Methotrexate for chronic unresponsive urticaria
Chronic urticaria can be a very severe and disabling condition in some patients. These patients are usually unresponsive to most standard therapies and represent a therapeutic challenge for dermatologist. A few reports in the past showed that methotrexate could be an option in these patients. In a recent publication in the British Journal of Dermatology a group of investigators from England enrolled 16 patients with steroid-dependent chronic urticaria. The disease had been present for a mean of 48·5 months , and all had failed first-line therapies with second-generation H1 antihistamines, sedating antihistamines as well as H2antihistamines. Other second and third line treatments such as doxepin, montelukast, colchicine, hydroxychloroquine, sulfasalazine, dapsone , intravenous immunoglobulins, azathioprine , or ciclosporin had also been been uneffective. All patients had become steroid-dependent either to control flares or maintain remission. Twelve of the 16 patients responded to methotrexate (with doses ranging from 5 mg to 25 mg weekly) , and seven were able to reduce oral steroids and 2 could even stop them.
This study is very interesting as chronic urticaria is a very freqüent disease. Many patient do not respond readily to traditional therapies with antihistamines, and therefore there is a need for new treatments. The present study shows positive results in steroid-dependent patients, and so it would be predictable that results can be even better in patients with cronic urticaria that are not steroid-dependent.
Methotrexate: a useful steroid-sparing agent in recalcitrant chronic urticaria
Perez A, Woods A, and Grattan CEH
Br J Dermatol 2010; 162: 191-194
Background. Reports of methotrexate for chronic urticaria are anecdotal.
Objectives To assess the effectiveness of methotrexate in steroid-dependent chronic urticaria, its impact on steroid reduction and any differences in response between patients with and without functional autoantibodies.
Methods A retrospective case-note review of 16 patients with steroid-dependent chronic urticaria treated with methotrexate was carried out. Ten patients had chronic ordinary/spontaneous urticaria (CU), including three with associated delayed-pressure urticaria; four patients had normocomplementaemic urticarial vasculitis (UV); and two patients had idiopathic angio-oedema without weals. Median disease duration before methotrexate was 48·5 months (range 12–164). All were unresponsive to antihistamines and second-line agents, except prednisolone. Eleven were assessed for autoimmune urticaria with the basophil histamine release assay (n = 5), autologous serum skin test (n = 5) or both (n = 1). Response to methotrexate was scored: no benefit; some benefit (fewer weals and symptomatic improvement but no steroid reduction); considerable benefit (improvement with steroid reduction); or clear (no symptoms, off steroids but on antihistamines).
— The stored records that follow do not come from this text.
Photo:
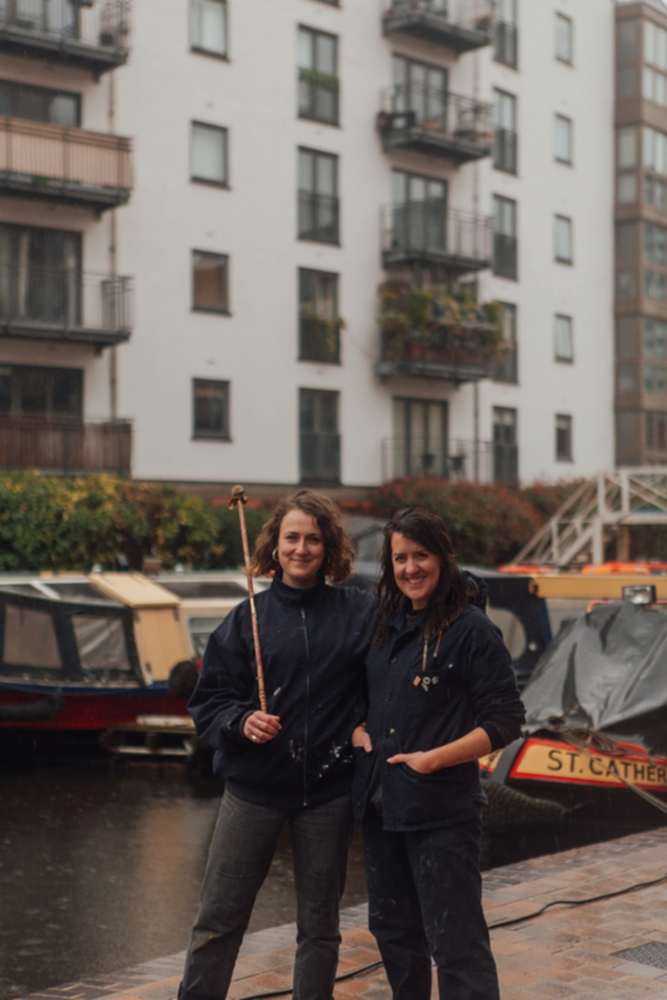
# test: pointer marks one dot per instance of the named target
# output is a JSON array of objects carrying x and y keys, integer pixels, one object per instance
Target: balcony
[
  {"x": 459, "y": 25},
  {"x": 65, "y": 445},
  {"x": 319, "y": 457},
  {"x": 435, "y": 334},
  {"x": 428, "y": 121},
  {"x": 65, "y": 306},
  {"x": 65, "y": 165},
  {"x": 427, "y": 233},
  {"x": 67, "y": 32},
  {"x": 455, "y": 460}
]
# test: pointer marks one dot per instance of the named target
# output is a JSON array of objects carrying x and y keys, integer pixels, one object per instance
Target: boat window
[
  {"x": 30, "y": 639},
  {"x": 562, "y": 610},
  {"x": 200, "y": 629},
  {"x": 514, "y": 634},
  {"x": 101, "y": 643}
]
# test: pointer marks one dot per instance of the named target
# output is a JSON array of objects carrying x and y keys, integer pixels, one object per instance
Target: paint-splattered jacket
[
  {"x": 314, "y": 644},
  {"x": 468, "y": 682}
]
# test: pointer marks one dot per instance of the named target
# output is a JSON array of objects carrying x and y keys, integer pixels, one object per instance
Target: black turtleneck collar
[{"x": 296, "y": 596}]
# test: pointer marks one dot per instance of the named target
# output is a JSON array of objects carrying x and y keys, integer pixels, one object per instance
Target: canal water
[{"x": 101, "y": 862}]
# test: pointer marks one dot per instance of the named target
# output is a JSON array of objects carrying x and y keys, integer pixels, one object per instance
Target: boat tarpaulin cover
[{"x": 607, "y": 672}]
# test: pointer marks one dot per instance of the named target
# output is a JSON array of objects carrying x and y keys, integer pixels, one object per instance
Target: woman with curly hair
[
  {"x": 441, "y": 694},
  {"x": 291, "y": 765}
]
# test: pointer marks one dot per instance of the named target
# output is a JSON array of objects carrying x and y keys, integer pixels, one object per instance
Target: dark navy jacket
[
  {"x": 468, "y": 682},
  {"x": 314, "y": 643}
]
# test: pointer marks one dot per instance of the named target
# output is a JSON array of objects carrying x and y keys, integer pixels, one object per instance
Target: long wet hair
[
  {"x": 449, "y": 597},
  {"x": 338, "y": 550}
]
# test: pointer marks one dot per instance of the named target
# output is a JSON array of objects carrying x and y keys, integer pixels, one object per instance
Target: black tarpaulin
[{"x": 607, "y": 672}]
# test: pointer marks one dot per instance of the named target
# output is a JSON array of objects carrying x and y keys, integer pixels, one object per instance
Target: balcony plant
[{"x": 437, "y": 324}]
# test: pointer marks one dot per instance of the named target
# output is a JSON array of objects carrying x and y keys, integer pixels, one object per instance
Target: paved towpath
[{"x": 614, "y": 949}]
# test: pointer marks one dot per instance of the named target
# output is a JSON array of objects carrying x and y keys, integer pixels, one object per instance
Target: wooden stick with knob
[{"x": 238, "y": 499}]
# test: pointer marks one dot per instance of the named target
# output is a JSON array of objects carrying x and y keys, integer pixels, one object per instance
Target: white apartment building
[{"x": 201, "y": 199}]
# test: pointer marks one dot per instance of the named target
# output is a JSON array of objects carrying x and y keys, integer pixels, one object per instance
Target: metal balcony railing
[
  {"x": 433, "y": 121},
  {"x": 461, "y": 25},
  {"x": 318, "y": 217},
  {"x": 65, "y": 445},
  {"x": 91, "y": 35},
  {"x": 319, "y": 457},
  {"x": 41, "y": 160},
  {"x": 429, "y": 232},
  {"x": 64, "y": 305}
]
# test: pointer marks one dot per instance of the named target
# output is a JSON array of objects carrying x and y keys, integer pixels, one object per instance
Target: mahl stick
[{"x": 238, "y": 499}]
Results Twelve of 16 patients (eight CU, three UV, one idiopathic angio-oedema) responded. Three showed some benefit, seven considerable benefit and two cleared. Four of eight responders and three out of three nonresponders showed evidence of functional autoantibodies. The dose to achieve a steroid-sparing effect was 10–15 mg weekly (cumulative dose range 15–600 mg, median 135 mg). Methotrexate was well tolerated.
Conclusions Methotrexate may be a useful treatment for steroid-dependent chronic urticaria. Functional autoantibodies do not correlate with response. The beneficial effects of methotrexate may be anti-inflammatory and immunosuppressive. It may therefore benefit chronic urticaria independently of the pathogenic mechanism, whether autoimmune or not.